We have updated this article since it was originally published to include photos and a statement from Disney.
It is with a heavy heart and many fond memories of extreme kindness that we share with you the passing of Auntie Kau’i Brandt. Auntie had shared smiles and culture with thousands of guests since 1971 when she helped to open Disney’s Polynesian Resort. In 1932 at home in Pearl City, Hawaii, Auntie was born to thundering overhead with masses of lightning. Her Grandmother named her Kau’ihealani, which meant “Thundering Voice of Heaven.” Later, she added Anake, which means “Auntie” in Hawaiian.
Anake (Auntie) Kau’i Brandt saw the invasion of Pearl Harbor from her roof as a child, when her mom scolded her that war was starting and to come inside. She remembers the difficulty she had as her friends were taken from her and imprisoned, as the war ended and the island rebuilt. Kau’i began casual hula lessons at age 6 and continued to teach them to her children, grandchildren and Disney guests even in recent years. She remembers when her boss in Waikiki told her to go with Disney talent scouts and advise them on the opening of a new Disney Resort. She told the Orlando Sentinel that she was hesitant to go because she had heard, “once you leave Hawaii, you never go back.” She shook her head with a sad laugh in 2014 that it really was true, and she was working to keep Hawaiian culture alive and to share it with others. Auntie had an 83rd birthday party in 2015, making her around 88 years old at her passing. While Disney has confirmed her death to Inside the Magic via phone on 1/10/20, this editor shared tears with the Cast Member on the phone.

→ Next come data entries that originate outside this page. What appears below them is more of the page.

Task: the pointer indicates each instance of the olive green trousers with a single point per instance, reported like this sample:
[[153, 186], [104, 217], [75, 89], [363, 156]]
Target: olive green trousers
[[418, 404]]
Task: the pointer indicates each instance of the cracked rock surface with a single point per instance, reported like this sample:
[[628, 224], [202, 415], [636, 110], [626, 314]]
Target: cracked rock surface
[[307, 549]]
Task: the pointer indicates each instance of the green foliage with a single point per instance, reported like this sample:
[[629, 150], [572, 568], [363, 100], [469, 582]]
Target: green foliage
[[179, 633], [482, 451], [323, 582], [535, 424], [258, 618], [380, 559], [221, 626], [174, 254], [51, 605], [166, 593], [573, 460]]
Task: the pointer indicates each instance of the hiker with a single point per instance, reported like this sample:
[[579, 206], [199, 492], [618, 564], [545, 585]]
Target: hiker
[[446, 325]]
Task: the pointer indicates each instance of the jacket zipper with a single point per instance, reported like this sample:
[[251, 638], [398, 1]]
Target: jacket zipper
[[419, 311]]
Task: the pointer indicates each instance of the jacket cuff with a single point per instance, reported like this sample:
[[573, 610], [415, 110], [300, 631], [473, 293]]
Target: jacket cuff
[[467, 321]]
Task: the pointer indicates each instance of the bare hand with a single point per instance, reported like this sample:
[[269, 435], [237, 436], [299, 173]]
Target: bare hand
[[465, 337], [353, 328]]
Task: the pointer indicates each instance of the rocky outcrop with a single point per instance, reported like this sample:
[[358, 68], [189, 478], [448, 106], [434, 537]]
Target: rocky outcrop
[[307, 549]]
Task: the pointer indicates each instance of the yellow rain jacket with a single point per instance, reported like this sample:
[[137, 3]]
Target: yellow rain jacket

Disney Parks Blog Reports, “The day after she passed, Walt Disney World Resort President Josh D’Amaro visited her home resort with Thomas Mazloum, senior vice president of Resorts and Transportation. Together with cast members of Disney’s Polynesian Village Resort, they gathered at sunset to remember their longtime friend in Hawaiian and English and song.”
Auntie Kau’i Memorial Page
Auntie Kau’i has had many fan pages over the years. When you met her, you saw kind eyes and a soul that focused on you in that moment. She would take your hand or offer you some beautiful Hawaiian phrases to share with your friends and family. Many Walt Disney World Resorts Guests have felt that kindness, and are sharing their sorrow together on social media. Yvonne M. McGreevy shared a memorial notice with her friends.
The big online Facebook fan club announced just a few hours before this article was written, confirming the death of Auntie the previous night. There has been no mention of the cause of death, only sharing of stories and love for their Auntie.
Our Ti Leaf Lei from Auntie
When I last met Auntie Kau’i, she sat serenely at a small table covered in leaves, flowers, and strings in the Great Ceremonial House of Disney’s Polynesian Resort. With another Cast Member, she deftly wove flowers and Ti Leaves together, creating traditional circlet Leis as well as the open style from Ti leaves, worn historically by men. Though my family tried to make a beeline out of the BouTiki to end our vacation, her blue Disney Legacy name tag caught my eye as we approached. She was the famous Auntie! I called her name as dearly as though we were related, and she looked up with a smile and a warm, “Aloha!” I leaned over her table to tell her what beautiful work she was doing and how really lovely everything was. The fragrance was enchanting.
We were walking out to catch our Magical Express bus, but I asked if I might shake her hand goodbye. Instead, she called to the Cast Member next to her to hand over a Ti Leaf lei that was for sale on the table. He scoffed a little, but handed it over nevertheless as she gently fussed to him. Without hesitating, Auntie placed the Ti Leaf Lei over my son’s shoulders. She insisted to my son that he take it on his journey and it would bring him luck. I teared up at the thoughtful, worthy present. I hugged her and thanked her for her kindness. She smelled of tropical flowers.
When we got home, I took the sap-oozing Ti leaves off my son, drooping nearly to his knees on his elementary-aged stature. We had a round wooden curtain rod extending from fishing-net printed curtains in his ocean themed room. I gently hung it to dry, much like I had waited on my wedding bouquet roses to freeze still in time. That was nearly 2 years ago.
The gift that Auntie sent us off with still hangs in our house, and I look at it each time I enter my son’s room. It was a gift made with love and handed to a complete stranger as a thoughtful way to send them on a journey. It shocked me that she gave it to us, as it took a long time to make and was worth so much. I find that now, years later and with Auntie’s death, it is worth more and more. I wish I had the chance to see her dance when I stayed at Disney, and have found myself searching for videos of her this week. Aloha, Auntie; it was such an honor to meet you.
KOLOHE AUNTIE KAU'I dancing the KOLOHE DANCE, MAUNA LOA!!!
Posted by Kanoe Kaye on Wednesday, November 16, 2016
Ever-popular “train conductor” Richard Gerth passed a few years ago well. Disney treasures like Richard and Auntie don’t come around often.